Такая острота показалась не совсем глупою винокуру, и он тот же час решился, не дожидаясь одобрения других, наградить себя хриплым смехом.
В это время стали приближаться они к небольшой, почти повалившейся на землю хате; любопытство наших путников увеличилось. Все столпились у дверей. Писарь вынул ключ, загремел им около замка; но этот ключ был от сундука его. Нетерпение увеличилось. Засунув руку, начал он шарить и сыпать побранки, не отыскивая его. «Здесь!» – сказал он наконец, нагнувшись и вынимая его из глубины обширного кармана, которым снабжены были его пестрядевые шаровары. При этом слове сердца наших героев, казалось, слились в одно, и это огромное сердце забилось так сильно, что неровный стук его не был заглушен даже брякнувшим замком. Двери отворились, и… Голова стал бледен как полотно; винокур почувствовал холод, и волосы его, казалось, хотели улететь на небо; ужас изобразился в лице писаря; десятские приросли к земле и не в состоянии были сомкнуть дружно разинутых ртов своих: перед ними стояла свояченица.
Изумленная не менее их, она, однако ж, немного очнулась и сделала движение, чтобы подойти к ним.
– Стой! – закричал диким голосом голова и захлопнул за нею дверь. – Господа! это сатана! – продолжал он. – Огня! живее огня! Не пожалею казенной хаты! Зажигай ее, зажигай, чтобы и костей чертовых не осталось на земле.
Свояченица в ужасе кричала, слыша за дверью грозное определение.
– Что вы, братцы! – говорил винокур. – Слава Богу, волосы у вас чуть не в снегу, а до сих пор ума не нажили: от простого огня ведьма не загорится! Только огонь из люльки может зажечь оборотня. Постойте, я сейчас все улажу!
Сказавши это, высыпал он горячую золу из трубки в пук соломы и начал раздувать ее. Отчаяние придало в это время духу бедной свояченице, громко стала она умолять и разуверять их.
– Постойте, братцы! Зачем напрасно греха набираться; может быть, это и не сатана, – сказал писарь. – Если оно, то есть то самое, которое сидит там, согласится положить на себя крестное знамение, то это верный знак, что не черт.
Предложение одобрено.
– Чур меня, сатана! – продолжал писарь, приложась губами к скважине в дверях. – Если не пошевелишься с места, мы отворим дверь.
Дверь отворили.
– Перекрестись! – сказал голова, оглядываясь назад, как будто выбирая безопасное место в случае ретирады.
Свояченица перекрестилась.
– Кой черт! Точно, это свояченица!
– Какая нечистая сила затащила тебя, кума, в эту конуру?
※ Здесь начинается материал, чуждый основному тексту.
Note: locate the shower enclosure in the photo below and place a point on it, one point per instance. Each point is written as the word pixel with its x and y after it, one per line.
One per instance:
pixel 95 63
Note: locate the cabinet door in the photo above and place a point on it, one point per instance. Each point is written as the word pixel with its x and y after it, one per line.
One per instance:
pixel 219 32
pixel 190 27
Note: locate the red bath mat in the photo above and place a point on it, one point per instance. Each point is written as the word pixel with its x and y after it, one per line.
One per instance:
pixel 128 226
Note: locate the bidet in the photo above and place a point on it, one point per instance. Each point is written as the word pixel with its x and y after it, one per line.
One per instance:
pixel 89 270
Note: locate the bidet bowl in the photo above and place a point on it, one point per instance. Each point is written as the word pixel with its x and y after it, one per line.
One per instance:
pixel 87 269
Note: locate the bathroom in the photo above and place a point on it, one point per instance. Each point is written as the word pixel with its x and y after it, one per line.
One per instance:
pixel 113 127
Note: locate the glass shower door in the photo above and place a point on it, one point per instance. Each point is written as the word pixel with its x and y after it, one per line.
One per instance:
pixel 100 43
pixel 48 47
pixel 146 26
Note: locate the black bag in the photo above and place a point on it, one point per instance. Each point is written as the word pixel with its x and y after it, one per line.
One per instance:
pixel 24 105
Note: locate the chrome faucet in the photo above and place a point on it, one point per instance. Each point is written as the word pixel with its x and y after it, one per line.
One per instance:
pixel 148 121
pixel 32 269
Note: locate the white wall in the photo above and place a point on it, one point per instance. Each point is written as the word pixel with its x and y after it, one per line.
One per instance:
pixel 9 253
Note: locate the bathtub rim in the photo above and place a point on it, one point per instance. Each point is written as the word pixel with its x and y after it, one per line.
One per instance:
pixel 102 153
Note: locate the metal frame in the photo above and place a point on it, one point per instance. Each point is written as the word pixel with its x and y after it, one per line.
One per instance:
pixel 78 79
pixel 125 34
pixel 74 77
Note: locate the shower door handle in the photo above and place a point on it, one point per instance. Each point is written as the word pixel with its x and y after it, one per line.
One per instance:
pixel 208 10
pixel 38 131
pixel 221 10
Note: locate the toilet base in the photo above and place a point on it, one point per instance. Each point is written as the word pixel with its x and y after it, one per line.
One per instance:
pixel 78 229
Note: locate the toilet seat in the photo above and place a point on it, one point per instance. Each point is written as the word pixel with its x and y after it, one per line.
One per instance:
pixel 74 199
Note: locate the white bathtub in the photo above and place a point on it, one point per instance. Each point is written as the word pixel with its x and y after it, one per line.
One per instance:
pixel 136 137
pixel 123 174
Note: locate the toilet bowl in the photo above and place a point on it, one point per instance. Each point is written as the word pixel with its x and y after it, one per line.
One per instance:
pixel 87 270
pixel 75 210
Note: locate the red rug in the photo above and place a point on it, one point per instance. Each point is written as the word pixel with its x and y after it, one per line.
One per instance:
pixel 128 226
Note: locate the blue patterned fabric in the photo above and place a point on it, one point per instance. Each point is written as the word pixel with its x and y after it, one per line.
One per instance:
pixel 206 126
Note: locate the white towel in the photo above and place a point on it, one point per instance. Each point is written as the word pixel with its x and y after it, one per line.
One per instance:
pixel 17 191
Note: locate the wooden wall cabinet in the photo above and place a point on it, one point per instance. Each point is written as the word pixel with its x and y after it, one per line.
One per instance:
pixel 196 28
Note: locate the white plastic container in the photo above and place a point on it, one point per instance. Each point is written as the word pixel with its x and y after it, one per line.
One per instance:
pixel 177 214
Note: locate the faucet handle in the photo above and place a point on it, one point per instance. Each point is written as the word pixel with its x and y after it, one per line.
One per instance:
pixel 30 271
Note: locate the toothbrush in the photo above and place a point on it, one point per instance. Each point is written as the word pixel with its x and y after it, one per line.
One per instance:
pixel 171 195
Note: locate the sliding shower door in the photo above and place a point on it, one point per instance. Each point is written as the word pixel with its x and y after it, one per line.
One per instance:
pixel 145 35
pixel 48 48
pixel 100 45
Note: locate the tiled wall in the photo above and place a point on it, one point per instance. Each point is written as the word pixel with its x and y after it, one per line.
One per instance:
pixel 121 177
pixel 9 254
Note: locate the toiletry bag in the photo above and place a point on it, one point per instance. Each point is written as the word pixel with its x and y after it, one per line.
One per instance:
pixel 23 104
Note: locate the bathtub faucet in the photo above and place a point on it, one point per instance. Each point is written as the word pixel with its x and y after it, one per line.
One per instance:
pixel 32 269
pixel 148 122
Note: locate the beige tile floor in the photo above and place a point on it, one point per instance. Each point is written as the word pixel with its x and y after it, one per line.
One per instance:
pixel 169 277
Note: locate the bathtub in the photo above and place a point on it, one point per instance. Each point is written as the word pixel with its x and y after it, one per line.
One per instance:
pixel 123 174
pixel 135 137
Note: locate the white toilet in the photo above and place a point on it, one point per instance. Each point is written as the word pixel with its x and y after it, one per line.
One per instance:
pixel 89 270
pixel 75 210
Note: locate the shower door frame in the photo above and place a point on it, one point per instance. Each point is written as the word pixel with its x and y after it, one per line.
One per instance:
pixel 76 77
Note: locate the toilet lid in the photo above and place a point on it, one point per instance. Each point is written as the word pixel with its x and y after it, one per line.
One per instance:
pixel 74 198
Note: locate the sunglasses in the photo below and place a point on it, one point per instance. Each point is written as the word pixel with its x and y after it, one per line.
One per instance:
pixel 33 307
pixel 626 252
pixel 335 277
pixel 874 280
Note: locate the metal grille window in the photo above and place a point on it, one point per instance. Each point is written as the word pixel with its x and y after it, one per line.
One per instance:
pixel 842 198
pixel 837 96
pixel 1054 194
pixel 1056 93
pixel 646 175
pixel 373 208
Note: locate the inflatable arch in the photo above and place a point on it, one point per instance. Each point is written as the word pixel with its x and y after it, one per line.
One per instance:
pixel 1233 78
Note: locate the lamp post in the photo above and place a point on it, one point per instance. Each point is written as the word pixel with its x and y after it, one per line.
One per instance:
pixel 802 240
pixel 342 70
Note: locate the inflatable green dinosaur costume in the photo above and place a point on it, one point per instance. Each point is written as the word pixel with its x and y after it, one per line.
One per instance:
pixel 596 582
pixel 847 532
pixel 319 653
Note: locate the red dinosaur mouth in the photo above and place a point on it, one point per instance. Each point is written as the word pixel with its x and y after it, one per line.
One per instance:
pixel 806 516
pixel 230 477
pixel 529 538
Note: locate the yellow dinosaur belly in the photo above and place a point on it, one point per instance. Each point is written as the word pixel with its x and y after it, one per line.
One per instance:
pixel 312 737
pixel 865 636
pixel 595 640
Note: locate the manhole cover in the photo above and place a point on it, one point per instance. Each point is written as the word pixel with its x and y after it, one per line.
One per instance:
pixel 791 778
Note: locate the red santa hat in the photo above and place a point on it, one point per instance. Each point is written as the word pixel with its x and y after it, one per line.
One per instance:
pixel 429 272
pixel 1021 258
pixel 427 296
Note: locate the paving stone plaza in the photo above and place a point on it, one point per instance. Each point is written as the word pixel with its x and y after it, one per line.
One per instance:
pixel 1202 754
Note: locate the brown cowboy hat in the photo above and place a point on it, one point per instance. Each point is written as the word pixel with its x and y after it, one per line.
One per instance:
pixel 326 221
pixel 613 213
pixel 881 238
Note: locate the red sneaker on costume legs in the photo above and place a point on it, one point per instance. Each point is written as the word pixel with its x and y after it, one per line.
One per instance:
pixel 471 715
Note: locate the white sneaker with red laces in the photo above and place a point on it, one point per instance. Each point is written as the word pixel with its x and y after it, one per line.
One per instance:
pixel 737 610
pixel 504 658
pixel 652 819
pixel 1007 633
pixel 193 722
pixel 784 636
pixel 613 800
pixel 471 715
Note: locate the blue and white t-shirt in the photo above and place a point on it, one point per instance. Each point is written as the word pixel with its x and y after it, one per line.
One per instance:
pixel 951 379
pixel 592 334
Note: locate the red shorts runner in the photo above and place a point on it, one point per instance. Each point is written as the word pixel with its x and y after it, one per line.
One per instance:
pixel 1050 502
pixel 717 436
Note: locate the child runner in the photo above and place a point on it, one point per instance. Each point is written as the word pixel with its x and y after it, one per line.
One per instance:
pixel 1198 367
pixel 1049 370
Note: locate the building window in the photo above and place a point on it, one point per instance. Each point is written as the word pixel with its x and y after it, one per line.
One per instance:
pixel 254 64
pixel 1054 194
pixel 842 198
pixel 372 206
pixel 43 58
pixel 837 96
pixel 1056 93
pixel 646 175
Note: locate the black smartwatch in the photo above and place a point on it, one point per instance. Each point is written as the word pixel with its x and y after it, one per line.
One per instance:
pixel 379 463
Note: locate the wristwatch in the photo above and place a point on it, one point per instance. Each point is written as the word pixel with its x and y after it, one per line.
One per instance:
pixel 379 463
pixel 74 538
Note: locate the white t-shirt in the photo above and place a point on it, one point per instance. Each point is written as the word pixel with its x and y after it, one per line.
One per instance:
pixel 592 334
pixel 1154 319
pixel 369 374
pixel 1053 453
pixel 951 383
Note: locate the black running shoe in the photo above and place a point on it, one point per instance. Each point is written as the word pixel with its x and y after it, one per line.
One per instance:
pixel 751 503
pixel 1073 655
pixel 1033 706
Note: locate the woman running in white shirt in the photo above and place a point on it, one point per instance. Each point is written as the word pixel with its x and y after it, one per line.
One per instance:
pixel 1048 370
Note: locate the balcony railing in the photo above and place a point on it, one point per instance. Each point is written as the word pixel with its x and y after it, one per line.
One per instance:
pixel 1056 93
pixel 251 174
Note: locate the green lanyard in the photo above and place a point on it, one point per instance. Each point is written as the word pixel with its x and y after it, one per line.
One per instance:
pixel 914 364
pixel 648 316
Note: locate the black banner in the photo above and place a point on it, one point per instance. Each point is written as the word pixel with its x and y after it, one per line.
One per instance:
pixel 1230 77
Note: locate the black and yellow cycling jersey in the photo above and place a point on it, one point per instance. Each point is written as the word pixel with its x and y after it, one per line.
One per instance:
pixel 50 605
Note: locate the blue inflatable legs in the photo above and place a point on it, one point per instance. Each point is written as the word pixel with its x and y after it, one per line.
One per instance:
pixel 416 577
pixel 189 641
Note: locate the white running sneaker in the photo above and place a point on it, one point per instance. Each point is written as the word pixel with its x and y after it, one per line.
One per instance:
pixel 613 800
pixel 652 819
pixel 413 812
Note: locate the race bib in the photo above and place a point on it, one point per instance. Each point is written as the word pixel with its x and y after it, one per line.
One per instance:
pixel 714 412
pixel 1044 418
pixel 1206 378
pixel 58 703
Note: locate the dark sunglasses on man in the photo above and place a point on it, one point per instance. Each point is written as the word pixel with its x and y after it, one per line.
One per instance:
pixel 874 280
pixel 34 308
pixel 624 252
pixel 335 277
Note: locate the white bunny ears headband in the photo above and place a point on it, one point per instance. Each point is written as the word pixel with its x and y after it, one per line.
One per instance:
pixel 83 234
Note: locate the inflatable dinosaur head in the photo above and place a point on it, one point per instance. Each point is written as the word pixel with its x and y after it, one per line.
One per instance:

И свояченица, всхлипывая, рассказала, как схватили ее хлопцы в охапку на улице и, несмотря на сопротивление, опустили в широкое окно хаты и заколотили ставнем. Писарь взглянул: петли у широкого ставня оторваны, и он приколочен только сверху деревянным брусом.
– Добро ты, одноглазый сатана! – вскричала она, приступив к голове, который попятился назад и все еще продолжал ее мерять своим глазом. – Я знаю твой умысел: ты хотел, ты рад был случаю сжечь меня, чтобы свободнее было волочиться за дивчатами, чтобы некому было видеть, как дурачится седой дед. Ты думаешь, я не знаю, о чем говорил ты сего вечера с Ганною? О! я знаю все. Меня трудно провесть и не твоей бестолковой башке. Я долго терплю, но после не прогневайся…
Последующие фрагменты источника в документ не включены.